Let ${\displaystyle f:\mathbb {C} \to \mathbb {C} }$ be a complex function with ${\displaystyle L\in \mathbb {C} }$, such that ${\displaystyle f(L)=L}$. At the fixed point we have ${\displaystyle f^{n}(L)=L}$. The most important principle in fractional iteration and extending tetration is that the dynamics of iterated functions simplify and become "linear" in the neighborhood of a fixed point.

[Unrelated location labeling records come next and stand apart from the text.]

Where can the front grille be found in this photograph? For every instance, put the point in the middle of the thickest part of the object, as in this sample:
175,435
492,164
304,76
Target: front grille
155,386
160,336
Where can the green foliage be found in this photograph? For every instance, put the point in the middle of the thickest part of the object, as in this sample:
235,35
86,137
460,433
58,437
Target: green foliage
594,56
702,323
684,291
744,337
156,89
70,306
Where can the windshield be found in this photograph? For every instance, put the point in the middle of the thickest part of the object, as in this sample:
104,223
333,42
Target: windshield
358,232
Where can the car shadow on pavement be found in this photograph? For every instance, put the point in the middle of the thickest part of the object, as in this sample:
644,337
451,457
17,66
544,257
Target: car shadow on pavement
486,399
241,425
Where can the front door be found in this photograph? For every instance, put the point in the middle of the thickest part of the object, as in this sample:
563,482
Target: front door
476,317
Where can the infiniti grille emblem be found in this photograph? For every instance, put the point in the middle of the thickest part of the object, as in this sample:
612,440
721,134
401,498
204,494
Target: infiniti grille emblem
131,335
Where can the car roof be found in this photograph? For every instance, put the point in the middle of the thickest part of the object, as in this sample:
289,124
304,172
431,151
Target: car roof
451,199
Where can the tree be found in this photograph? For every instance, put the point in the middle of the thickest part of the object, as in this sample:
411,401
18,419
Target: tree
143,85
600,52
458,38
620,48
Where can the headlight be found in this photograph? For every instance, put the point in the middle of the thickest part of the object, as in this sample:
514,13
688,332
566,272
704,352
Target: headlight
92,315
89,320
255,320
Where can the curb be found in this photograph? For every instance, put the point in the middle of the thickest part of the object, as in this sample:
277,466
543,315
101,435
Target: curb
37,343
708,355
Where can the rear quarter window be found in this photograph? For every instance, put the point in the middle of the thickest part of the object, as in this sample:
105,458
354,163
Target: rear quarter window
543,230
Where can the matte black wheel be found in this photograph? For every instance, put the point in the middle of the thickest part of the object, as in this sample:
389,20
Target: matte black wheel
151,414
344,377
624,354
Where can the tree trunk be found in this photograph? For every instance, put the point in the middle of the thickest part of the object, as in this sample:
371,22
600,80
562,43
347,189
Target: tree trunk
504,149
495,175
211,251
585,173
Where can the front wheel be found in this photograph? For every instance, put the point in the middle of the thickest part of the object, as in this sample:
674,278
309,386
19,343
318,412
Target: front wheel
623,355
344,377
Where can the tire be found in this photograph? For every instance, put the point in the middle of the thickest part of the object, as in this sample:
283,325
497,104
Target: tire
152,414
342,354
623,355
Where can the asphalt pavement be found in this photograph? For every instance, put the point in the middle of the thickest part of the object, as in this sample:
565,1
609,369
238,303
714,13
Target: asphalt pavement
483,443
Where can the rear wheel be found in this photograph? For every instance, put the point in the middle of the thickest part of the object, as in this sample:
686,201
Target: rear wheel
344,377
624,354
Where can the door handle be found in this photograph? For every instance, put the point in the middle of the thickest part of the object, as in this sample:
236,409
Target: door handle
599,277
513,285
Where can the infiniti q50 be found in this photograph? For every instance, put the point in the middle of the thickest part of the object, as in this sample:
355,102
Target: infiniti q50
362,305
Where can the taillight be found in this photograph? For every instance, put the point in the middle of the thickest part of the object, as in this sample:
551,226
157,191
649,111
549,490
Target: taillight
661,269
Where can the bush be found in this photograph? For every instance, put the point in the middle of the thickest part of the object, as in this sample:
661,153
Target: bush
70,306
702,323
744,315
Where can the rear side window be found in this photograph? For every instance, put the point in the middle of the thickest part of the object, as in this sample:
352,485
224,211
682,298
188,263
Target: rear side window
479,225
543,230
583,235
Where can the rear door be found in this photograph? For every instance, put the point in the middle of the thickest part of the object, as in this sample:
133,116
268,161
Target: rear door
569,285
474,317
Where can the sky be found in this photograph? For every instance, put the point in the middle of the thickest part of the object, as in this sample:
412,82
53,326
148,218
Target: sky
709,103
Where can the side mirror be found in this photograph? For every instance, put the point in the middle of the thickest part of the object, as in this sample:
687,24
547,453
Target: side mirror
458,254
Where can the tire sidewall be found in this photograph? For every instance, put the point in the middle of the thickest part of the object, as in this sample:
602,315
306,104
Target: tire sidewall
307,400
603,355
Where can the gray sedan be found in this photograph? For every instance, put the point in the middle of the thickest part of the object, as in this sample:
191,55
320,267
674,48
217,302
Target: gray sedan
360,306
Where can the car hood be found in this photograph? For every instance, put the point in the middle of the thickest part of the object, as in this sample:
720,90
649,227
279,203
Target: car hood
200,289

### Classification of Complex Fixed Points

• Superattracting ${\displaystyle f'(z_{0})=0}$
• Hyperbolic attractor ${\displaystyle |f'(z_{0})|<1}$
• Hyperbolic repellor ${\displaystyle |f'(z_{0})|>1}$
• Parabolic Neutral ${\displaystyle f'(z_{0})=1}$
• Rationally Neutral ${\displaystyle f'(z_{0})^{k}=1}$ where ${\displaystyle k\in \mathbb {Z} ^{+}}$
• Irrationally Neutral ${\displaystyle |f'(z_{0})|=1}$ and not rationally neutral

### Derivation of Shell-Thron boundary

Now let ${\displaystyle f(z)=a^{z}}$, where ${\displaystyle a\in \mathbb {C} }$. Then ${\displaystyle {\frac {d}{dz}}a^{z-z_{0}}={\frac {d}{dz}}e^{\log(a)(z-z_{0})}=\log(a)a^{z-z_{0}}}$ and at ${\displaystyle z=z_{0}}$ and ${\displaystyle f'(z_{0})=\log(a)z_{0}=\log(a^{z_{0}})=\log(z_{0})}$. So we are interested in where ${\displaystyle \log(z_{0})=e^{2\pi ix}}$ or ${\displaystyle z_{0}=e^{(e^{2\pi ix})}}$.

Since ${\displaystyle a^{z_{0}}=z_{0}}$, we have ${\displaystyle a={z_{0}}^{\frac {1}{z_{0}}}=e^{(e^{2\pi ix-(e^{2\pi ix})})}}$ as the boundary of the Shell-Thron region.

Figure 4: Shell-Thron boundary
 Tetration with the Shell-Thron region in red

## References

Shell, Donald L. “On the convergence of infinite exponentials.” Proceedings of the American Math. Society 13 (1962), pp. 678-681.

Thron, W. J. “Convergence of infinite exponentials with complex elements.” Proceedings of the American Math. Society 8 (1957), pp. 1040-1043.